Die Autorin nutzt eine strukturierte Literaturanalyse, um verschiedene Theorien zum gerechten Krieg und völkerrechtliche Positionen gegenüberzustellen und auf die Problematik humanitärer Interventionen anzuwenden.
Was wird im Hauptteil behandelt?
Der Hauptteil erörtert die Definitionen der Intervention, die Kritikpunkte (z.B. Verletzung der Souveränität) sowie die ethischen Kriterien Ius ad bellum und Ius in bello als Maßstab für Legitimität.
Welche Schlüsselwörter charakterisieren die Arbeit?
Die wichtigsten Begriffe sind Humanitäre Intervention, Menschenrechte, Ius ad bellum, Ius in bello, Souveränität, Gerechter Krieg und Völkerrecht.
Wie unterscheidet die Arbeit zwischen Ius ad bellum und Ius in bello?
Das Ius ad bellum umfasst die Bedingungen, die vor Beginn eines Krieges erfüllt sein müssen, um den Einsatz von Gewalt zu rechtfertigen, während das Ius in bello Regeln für den Modus der Gewaltanwendung während des Konflikts definiert.
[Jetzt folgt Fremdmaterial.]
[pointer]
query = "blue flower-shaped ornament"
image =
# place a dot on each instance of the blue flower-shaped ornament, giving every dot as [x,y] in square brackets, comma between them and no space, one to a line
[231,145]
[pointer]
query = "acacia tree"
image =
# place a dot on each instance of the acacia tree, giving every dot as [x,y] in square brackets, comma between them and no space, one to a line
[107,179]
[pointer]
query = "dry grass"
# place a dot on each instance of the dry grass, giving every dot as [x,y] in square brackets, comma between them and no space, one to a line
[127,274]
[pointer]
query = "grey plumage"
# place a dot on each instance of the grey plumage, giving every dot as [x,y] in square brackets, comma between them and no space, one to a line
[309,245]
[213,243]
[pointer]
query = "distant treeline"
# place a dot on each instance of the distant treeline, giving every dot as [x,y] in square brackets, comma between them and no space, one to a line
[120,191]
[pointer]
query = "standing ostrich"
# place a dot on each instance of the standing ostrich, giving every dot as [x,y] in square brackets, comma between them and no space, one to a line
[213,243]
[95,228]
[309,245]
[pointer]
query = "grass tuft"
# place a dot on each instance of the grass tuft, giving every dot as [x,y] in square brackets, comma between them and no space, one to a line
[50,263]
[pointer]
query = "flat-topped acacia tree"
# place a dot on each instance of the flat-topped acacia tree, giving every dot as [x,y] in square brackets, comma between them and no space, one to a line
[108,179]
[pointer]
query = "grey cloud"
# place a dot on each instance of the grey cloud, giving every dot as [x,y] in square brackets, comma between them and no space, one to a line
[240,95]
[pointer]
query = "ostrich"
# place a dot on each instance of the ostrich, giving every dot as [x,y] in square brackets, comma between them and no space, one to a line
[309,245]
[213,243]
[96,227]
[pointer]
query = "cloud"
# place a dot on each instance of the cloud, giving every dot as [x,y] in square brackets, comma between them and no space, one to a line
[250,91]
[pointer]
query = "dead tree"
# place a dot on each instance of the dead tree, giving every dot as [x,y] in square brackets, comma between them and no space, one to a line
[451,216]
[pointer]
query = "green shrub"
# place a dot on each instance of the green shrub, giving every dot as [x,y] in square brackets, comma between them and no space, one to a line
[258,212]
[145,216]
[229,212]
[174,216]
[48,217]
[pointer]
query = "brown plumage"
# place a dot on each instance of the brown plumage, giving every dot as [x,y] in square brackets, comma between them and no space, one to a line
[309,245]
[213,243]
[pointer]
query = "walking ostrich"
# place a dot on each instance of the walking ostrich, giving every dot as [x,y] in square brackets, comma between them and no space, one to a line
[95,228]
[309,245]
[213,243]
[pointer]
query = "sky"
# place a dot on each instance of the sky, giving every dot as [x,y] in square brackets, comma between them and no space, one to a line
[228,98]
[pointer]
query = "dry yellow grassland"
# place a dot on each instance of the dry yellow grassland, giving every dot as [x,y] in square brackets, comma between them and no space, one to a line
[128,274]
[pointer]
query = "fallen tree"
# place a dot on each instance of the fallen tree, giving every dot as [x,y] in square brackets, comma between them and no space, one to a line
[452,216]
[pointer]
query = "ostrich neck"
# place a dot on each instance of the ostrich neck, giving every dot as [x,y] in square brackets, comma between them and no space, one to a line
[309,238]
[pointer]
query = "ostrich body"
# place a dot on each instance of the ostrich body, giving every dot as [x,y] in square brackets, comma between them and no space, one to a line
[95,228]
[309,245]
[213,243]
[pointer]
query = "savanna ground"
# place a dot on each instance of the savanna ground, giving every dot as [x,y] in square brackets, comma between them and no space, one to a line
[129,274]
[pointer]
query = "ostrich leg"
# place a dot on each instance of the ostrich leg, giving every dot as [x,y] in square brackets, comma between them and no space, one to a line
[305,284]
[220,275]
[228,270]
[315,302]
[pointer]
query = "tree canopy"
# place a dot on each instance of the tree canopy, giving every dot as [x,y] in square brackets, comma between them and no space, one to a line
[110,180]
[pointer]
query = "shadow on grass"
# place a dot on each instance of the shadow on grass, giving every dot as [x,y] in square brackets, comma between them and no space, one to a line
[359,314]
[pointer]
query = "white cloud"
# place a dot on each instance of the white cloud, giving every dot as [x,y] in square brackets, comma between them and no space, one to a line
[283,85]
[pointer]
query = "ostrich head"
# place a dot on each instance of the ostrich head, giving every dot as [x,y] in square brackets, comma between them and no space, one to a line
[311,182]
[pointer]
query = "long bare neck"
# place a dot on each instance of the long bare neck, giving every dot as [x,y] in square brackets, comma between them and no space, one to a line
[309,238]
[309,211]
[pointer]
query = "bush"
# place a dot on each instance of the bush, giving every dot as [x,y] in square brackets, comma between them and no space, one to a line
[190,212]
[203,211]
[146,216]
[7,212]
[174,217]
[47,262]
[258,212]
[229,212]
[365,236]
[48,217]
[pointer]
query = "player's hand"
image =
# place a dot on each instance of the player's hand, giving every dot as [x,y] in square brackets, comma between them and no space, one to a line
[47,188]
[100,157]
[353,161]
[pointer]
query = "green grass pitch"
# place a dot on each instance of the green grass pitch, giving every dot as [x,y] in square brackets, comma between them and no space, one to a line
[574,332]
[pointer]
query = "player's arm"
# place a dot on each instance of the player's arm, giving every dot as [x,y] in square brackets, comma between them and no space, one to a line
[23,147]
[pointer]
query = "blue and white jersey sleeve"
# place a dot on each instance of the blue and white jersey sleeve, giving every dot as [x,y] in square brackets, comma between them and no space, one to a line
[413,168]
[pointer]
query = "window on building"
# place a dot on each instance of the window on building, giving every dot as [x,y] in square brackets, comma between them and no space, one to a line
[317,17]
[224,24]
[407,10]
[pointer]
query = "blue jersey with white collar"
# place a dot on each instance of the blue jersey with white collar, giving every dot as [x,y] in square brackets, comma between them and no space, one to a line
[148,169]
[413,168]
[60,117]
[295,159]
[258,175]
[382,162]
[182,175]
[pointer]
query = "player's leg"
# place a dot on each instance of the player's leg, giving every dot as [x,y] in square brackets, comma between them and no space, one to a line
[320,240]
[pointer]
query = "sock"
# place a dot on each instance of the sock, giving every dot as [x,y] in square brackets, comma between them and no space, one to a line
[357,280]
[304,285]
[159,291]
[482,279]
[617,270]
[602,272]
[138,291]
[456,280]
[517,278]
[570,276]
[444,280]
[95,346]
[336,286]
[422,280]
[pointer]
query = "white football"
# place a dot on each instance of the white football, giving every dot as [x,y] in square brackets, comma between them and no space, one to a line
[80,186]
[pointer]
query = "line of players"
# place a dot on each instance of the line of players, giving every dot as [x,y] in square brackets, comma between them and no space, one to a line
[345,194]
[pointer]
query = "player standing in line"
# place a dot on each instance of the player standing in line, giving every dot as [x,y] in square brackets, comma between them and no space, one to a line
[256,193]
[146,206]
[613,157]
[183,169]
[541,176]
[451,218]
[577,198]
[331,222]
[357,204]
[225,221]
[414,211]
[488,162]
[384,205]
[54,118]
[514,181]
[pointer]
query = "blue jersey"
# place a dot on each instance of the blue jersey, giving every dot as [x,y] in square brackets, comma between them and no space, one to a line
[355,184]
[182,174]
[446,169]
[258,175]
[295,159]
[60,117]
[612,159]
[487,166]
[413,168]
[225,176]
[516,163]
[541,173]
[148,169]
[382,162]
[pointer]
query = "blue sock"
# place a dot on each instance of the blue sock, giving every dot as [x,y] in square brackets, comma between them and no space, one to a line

Was besagt die Lehre vom gerechten Grund in Bezug auf humanitäre Interventionen?
Ein gerechter Grund liegt laut Arbeit bei schweren Verletzungen fundamentaler Menschenrechte vor, wobei jedoch eine Einzelfallentscheidung notwendig bleibt und keine automatische Rechtfertigung für Militärschläge besteht.
Warum wird die Bezeichnung "humanitäre Intervention" als problematisch angesehen?
Kritiker führen an, dass der Begriff semantisch widersprüchlich ist, da humanitäres Handeln neutral sein sollte, während militärische Aktionen politisch motiviert sind und eigene Interessen verfolgen können.